AMPK phosphorylates SREBP1, preventing its proteolytic processing and translocation into the nucleus and thus inhibiting transcription of lipogenic genes, including those encoding ACC1 and FAS [49]. Our group reported that CK and Re attenuate hepatic lipid accumulation in HepG2 cells [39,50]. CK and Re attenuated the expression of SREBP1, central to the intracellular surveillance of lipid catabolism and de novo biogenesis, in time- and dose-dependent manners. Genes for SCD1 and FAS, well-known target molecules of SREBP1, were also suppressed.

Effects on cancer

Beneficial effects of ginseng or ginsenosides on cancer associated with the AMPK signaling pathway were reported since 2009, and there are six articles published up to the present time. Recently, our group reported that CK and Rg3 induce apoptosis via the CaMKK–AMPK signaling pathway in HT-29 colon cancer cells, and these activities were confirmed using either compound C (a chemical inhibitor of AMPK) or small interfering RNA (siRNA) for AMPK or STO-609 (a chemical inhibitor of CaMKK) [51,52]. Kim et al [53] also reported that CK inhibits cell growth, induces apoptosis via generation of reactive oxygen species, as well as decreasing cyclooxygenase-2 expression and prostaglandin E2 levels. These effects were induced via an AMPK-dependent pathway and were abrogated by a specific AMPK inhibitor, compound C [53]. More recently, Hwang et al [54] reported that 20-O-β-D-glucopyranosyl-20(S)-protopanaxadiol (20-GPPD), a metabolite of ginseng saponin, causes apoptosis of colon cancer cells through the induction of cytoplasmic Ca2+. 20-GPPD decreased cell viability, increased annexin V-positive early apoptosis, and induced sub-G1 accumulation and nuclear condensation of CT-26 murine colon cancer cells. Although 20-GPPD-induced activation of AMPK played a key role in the apoptotic death of CT-26 cells, LKB1, a well-known upstream kinase of AMPK, was not involved in this activation [54].

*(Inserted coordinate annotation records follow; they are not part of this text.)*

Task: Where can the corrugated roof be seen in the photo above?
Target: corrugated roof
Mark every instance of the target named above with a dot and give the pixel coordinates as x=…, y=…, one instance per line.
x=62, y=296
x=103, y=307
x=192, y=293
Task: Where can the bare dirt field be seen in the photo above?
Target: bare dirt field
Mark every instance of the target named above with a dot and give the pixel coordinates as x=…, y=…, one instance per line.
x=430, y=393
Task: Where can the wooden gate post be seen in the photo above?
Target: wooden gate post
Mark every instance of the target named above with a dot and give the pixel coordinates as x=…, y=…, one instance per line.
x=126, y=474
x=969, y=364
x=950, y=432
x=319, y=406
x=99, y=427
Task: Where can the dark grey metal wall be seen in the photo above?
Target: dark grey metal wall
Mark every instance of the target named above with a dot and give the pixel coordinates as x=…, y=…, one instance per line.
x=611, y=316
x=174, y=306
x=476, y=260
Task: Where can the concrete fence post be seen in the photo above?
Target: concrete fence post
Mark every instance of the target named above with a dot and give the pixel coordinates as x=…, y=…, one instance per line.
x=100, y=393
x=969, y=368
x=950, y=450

Although many studies support the tumor-suppressive role of AMPK, some evidence suggests that the metabolic function of AMPK might be overridden by oncogenic signals so that tumor cells use AMPK activation as a survival strategy to gain growth. During certain stages of tumor development, AMPK might act as protective machinery against metabolic stress such as nutrient deprivation and hypoxia. Thus, investigation to define at which stage of cancer progression might represent a more relevant strategy to employ AMPK activation for cancer treatment is clearly warranted.

Perspectives

AMPK is a critical metabolic sensor that finely regulates the energy homeostasis of cells. Therefore, it has been suggested as a potential target for metabolic disorders and cancer. A plethora of chemical agents reported to activate AMPK exist, most notably metformin and 5-aminoimidazole-4-carboxamide ribonucleoside (AICAR). Most of these chemicals, except A-769662, known to be a direct AMPK activator developed in 2005 by Abbott Laboratories, Abbott Park, Illinois, USA, activate AMPK indirectly with some other effects. At this time, we do not know exactly how ginseng or ginsenosides activate AMPK although LKB1 [39,48,50,55] or the calcium-dependent pathway involving phosphorylation of AMPK by CAMKK would be suggested. As alternative or additional explanations, mechanisms involving either an increase in the AMP:ATP ratio [41], inhibition of mitochondrial ATP synthesis, or the SIRT1-dependent pathway via increase in nicotinamide adenine dinucleotide (NAD+) levels should be tested to elucidate further how ginseng or ginsenosides activate AMPK. Despite recent advances in the mechanistic understanding of AMPK activation by ginseng or ginsenosides, several key questions still remain. Is there a positive correlation between antimetabolic or anticancer activities of ginseng (and ginsenosides) and the AMPK signaling pathway as a primary target? If yes, how do ginseng or ginsenosides activate AMPK? Do they activate AMPK directly or indirectly? What are the therapeutic and toxicological consequences of AMPK activation? The AMPK field of research is now well developed and should provide new and exciting novelties regarding the application of AMPK in preventive and clinical medicine. With the concerted research efforts of many laboratories, these challenges may be addressed soon.

Conflicts of interest

All authors declare no conflicts of interest.